Deep out-of-the-money (OTM) bitcoin BTC$89,954.33 put options are lighting up in longer-dated expiries, as traders pick up cheap lottery tickets for potential moonshot payoffs if BTC swings wild.
On leading crypto options exchange Deribit, the $20,000 strike put is the second most popular among the June 2026 expiry options, boasting a notional open interest of over $191 million.
Notional open interest is the dollar value of the number of active contracts. Put options at strikes below the going market rate of BTC are said to be OTM. These OTM puts tend to be cheaper than those near or above the spot price of BTC.
The June expiry also sees significant activity in other OTM puts at $30,000, $40,000, $60,000, and $75,000 strikes.

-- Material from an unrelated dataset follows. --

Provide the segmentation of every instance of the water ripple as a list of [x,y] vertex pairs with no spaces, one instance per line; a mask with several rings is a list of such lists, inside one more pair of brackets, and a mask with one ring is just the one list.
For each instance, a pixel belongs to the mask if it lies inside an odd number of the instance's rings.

Activity in deep OTM puts is typically read as traders bracing for a price crash. But that's not necessarily the case here, as the exchange has also seen activity on higher-strike calls above $200,000.
Taken together, these flows represent a bullish view on long-dated volatility at low cost rather than a bet on price direction, according to Deribit's Global Head of Retail Sidrah Fariq. Think of it as cheap lottery tickets on a potential volatility explosion over the next six months.
"There is about 2,117 open interest on the $20K bitcoin put for the June expiry. We also saw some big trades in the $30,000 put and $230,000 call strikes. The combination of these far out of the money options does not suggest directional trading, but rather deep wing trades that professionals use to trade long-dated volatility cheaply and adjust tail risk in their books," Fariq told CoinDesk.
She explained that it's essentially volatility positioning, not price positioning, because the $20,000 put or the $230,000 call are simply too far from the spot price to be a purely protective hedge. As of writing, BTC changed hands near $90,500, according to CoinDesk data.
Those holding both OTM calls and puts could score asymmetric payoffs from extreme volatility or wild price swings in either direction. But if markets stay flat, these options quickly lose value.
Options are derivative contracts that give the purchaser the right to buy or sell the underlying asset at a predetermined price at a later date. A put option provides the right to sell and represents a bearish bet on the market. A call offers the right to buy.
The crypto options market, including the one tied to BlackRock's IBIT ETF, has evolved into a sophisticated arena where institutions and whales engage in three-dimensional chess, managing risk and profiting from price direction, time decay, and volatility swings.
Broadly speaking, the options market mood appears bearish, as BTC puts continue to trade at a premium to calls across all tenors, according to Amberdata's options risk reversals. This is at least partly due to persistent call overwriting, a strategy aimed at boosting yield on top of spot market holdings.